Tradition und Reform in katholischer Sicht
Kardinal Marx bei der Jahrestagung des Internationalen Rates der
Christen und Juden
Für
ein vertieftes Verständnis der Begriffe Tradition und Reform hat der
Vorsitzende der Deutschen Bischofskonferenz, Kardinal Reinhard Marx,
heute (3. Juli 2017) in
Bonn geworben. Bei einem Impulsvortrag anlässlich der Jahrestagung des
Internationalen Rates der Christen und Juden sagte Kardinal Marx, dass
mancher mit dem Begriff „Tradition“ die katholische Kirche verbinde, mit
dem Begriff „Reform“ die evangelische Kirche
– doch gehörten beide Begriffe zu beiden Konfessionen. „Die Polemik der
Reformationszeit und die Apologetik der vergangenen fünf Jahrhunderte
bieten auf katholischer ebenso wie auch evangelischer Seite reiches
Anschauungsmaterial für diese Entgegensetzung
von Tradition und Reform“, so Kardinal Marx. Dabei sei die Geschichte
des Gottesvolkes immer eine Geschichte des Aufbruchs: „Sie erinnert uns
in der Gegenwart an das, was vielleicht vergessen wurde. Gerade deshalb
sind Tradition und Reform Aussagen, die für
die Kirchen gleichermaßen gelten wie für andere gesellschaftliche
Gruppen.“
Wer
sich mit Tradition und Reform befasse, müsse dabei auch die anderen
Religionen in den Blick nehmen. Das habe sich für die katholische Kirche
in ihrer Auseinandersetzung
mit dem Judentum gezeigt. Durch das Zweite Vatikanische Konzil sei der
Dialog positiv aufgebrochen. Ohne den Bezug zum Wort Gottes gebe es
keine akzeptable Grundlage für einen Dialog zwischen den Religionen.

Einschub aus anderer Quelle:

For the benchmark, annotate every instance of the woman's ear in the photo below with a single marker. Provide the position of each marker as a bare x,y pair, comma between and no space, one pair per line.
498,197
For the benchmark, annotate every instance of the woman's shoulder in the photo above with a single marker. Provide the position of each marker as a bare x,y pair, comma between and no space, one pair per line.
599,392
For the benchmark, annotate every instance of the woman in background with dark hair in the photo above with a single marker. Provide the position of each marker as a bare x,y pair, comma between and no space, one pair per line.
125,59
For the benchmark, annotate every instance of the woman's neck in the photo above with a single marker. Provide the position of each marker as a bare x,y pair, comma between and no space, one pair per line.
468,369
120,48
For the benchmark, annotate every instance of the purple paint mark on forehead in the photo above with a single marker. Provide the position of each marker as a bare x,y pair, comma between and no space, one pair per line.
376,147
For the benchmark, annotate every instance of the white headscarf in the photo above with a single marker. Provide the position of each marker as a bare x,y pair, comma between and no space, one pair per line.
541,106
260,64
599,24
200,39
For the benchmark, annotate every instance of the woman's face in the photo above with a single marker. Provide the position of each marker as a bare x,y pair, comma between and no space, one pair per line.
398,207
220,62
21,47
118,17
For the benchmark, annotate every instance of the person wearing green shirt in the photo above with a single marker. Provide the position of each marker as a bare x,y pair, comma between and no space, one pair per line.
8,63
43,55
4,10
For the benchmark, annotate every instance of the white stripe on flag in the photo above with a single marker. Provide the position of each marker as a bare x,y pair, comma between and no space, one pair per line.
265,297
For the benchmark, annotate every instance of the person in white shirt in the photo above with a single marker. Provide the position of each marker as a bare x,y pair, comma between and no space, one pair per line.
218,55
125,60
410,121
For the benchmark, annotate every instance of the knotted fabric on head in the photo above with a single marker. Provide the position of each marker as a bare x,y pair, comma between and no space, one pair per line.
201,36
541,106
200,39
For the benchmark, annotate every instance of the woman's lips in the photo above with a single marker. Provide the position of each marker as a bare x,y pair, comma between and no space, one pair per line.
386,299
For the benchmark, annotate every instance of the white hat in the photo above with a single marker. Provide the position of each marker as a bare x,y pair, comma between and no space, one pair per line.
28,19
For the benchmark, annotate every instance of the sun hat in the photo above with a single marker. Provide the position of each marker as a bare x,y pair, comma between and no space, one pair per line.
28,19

Kardinal Marx fügte hinzu: „Eine Glaubensgemeinschaft,
die nicht kritisch mit ihrer eigenen Geschichte umgeht, ist
dialogunfähig.“
Kardinal
Marx unterstrich die jüdisch-christliche Tradition, in der Glaube als
Weg verstanden werde. „Es ist der geschichtsmächtige Gott, der eingreift
in die Welt
und ein Volk findet. Die Offenbarung Gottes ist daher nichts anderes
als die Kommunikation Gottes mit seinem Volk. Wir haben heute den
Auftrag – als Christen und Juden – das Zeugnis der Offenbarung lebendig
zu halten. Dabei müssen wir uns vergegenwärtigen:
Die Kirche schafft Tradition, die Heilige Schrift ist Teil der
Tradition.“ Die katholische Kirche habe daher ihr Verständnis von
Tradition im vergangenen Jahrhundert theologisch weiterentwickelt und
auf dem Zweiten Vatikanischen Konzil neu bestimmt. Sie sehe
Tradition als einen dynamischen Prozess oder biblisch gesprochen als
Glaubensweg in der Geschichte. Kardinal Marx betonte: „Glaube ist vor
allem eine bestimmte Lebenspraxis, ist Weggemeinschaft mit Gott. Diesen
Weg mit Gott geht man nicht allein, sondern in
der Gemeinschaft mit anderen, eben als Volk Gottes.“
In
seinem Impulsvortrag erinnerte Kardinal Marx an konkrete Schritte der
Verknüpfung von Tradition und Reform. Die Frage nach der verbindlichen
Tradition könne nur
in einem Prozess kirchlicher Kommunikation geklärt werden. Denn wie die
Schrift seien auch die Dokumente der Tradition nicht eindeutig und
bedürften der Auslegung. Kardinal Marx nannte die jüngsten
Bischofssynoden zur Ehe- und Familienpastoral als instruktive
Beispiele für die kirchliche Suche nach der verbindlichen Tradition.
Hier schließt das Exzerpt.